I've been collecting Gulf Stream tropicals here in NJ and other states as far north as Massachusetts for 50 years, as long as I've been a marine aquarist. I was doing some collecting two weeks ago near the entrance to Barnegat Inlet, on a day when a huge lens of Gulf Stream water had been pushed against the shoreline by NE winds.
The visibility was astonishingly good, and I did see one small Lionfish, along with countless dozens of Butterflyfishes, a couple of small Blue Angelfish, a school of Lookdowns, some Damselfishes, Seahorses, Spiny Puffers, tiny Trunkfish and, most fortuitously, a Bigeye Catalufa which now resides in one of my aquariums, twice the size it was when I hand netted it.
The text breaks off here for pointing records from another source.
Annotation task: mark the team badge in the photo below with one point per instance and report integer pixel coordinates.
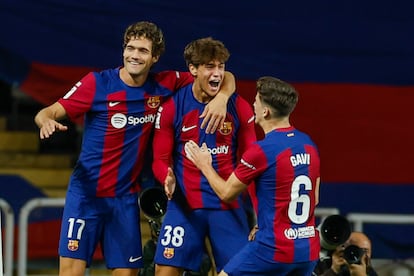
(154, 102)
(168, 252)
(73, 245)
(226, 128)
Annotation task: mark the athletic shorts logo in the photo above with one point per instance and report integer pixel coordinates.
(73, 245)
(185, 129)
(133, 260)
(112, 104)
(168, 253)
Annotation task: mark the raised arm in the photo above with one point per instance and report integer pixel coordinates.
(215, 111)
(47, 120)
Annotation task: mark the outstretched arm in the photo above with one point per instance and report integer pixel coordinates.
(201, 157)
(47, 120)
(215, 111)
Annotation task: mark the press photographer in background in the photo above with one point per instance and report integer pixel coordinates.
(351, 258)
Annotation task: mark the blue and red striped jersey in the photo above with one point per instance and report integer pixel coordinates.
(118, 122)
(179, 122)
(285, 166)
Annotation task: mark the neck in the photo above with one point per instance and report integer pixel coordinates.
(200, 95)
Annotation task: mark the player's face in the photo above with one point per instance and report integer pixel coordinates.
(138, 57)
(208, 78)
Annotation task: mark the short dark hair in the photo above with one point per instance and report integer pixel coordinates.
(277, 94)
(147, 30)
(204, 50)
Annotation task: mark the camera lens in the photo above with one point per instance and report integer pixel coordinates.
(353, 254)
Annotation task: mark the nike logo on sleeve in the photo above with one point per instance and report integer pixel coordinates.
(132, 259)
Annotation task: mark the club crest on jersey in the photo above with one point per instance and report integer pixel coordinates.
(73, 245)
(226, 128)
(154, 102)
(168, 252)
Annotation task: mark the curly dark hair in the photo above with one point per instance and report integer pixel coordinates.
(277, 94)
(205, 50)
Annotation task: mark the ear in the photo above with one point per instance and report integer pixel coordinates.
(266, 112)
(192, 69)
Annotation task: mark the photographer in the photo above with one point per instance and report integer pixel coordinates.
(352, 258)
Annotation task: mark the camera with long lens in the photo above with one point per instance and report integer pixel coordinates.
(153, 204)
(334, 231)
(353, 254)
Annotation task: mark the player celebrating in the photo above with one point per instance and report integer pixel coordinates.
(119, 107)
(194, 211)
(285, 167)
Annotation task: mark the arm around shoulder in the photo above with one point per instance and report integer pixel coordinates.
(47, 120)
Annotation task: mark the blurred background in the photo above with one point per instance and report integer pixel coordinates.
(351, 61)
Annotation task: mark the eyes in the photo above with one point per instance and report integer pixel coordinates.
(212, 66)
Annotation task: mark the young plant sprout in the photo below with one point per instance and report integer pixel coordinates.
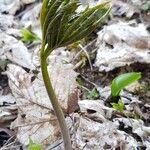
(61, 25)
The proximity of the Gulf Stream and its year-round warm waters to the Outer Banks has allowed Lionfish to establish significant permanent populations in North Carolina. As the population of Lionfish increases off the Outer Banks we will probably see increasing numbers of their small offspring carried inshore further north by the Gulf Stream in late summer. Happily, they all die when temps drop later in the year. I don't think permanent populations are possible in states like NJ and Rhode Island because of the extreme temperature drop in winter as the chill North Atlantic asserts itself.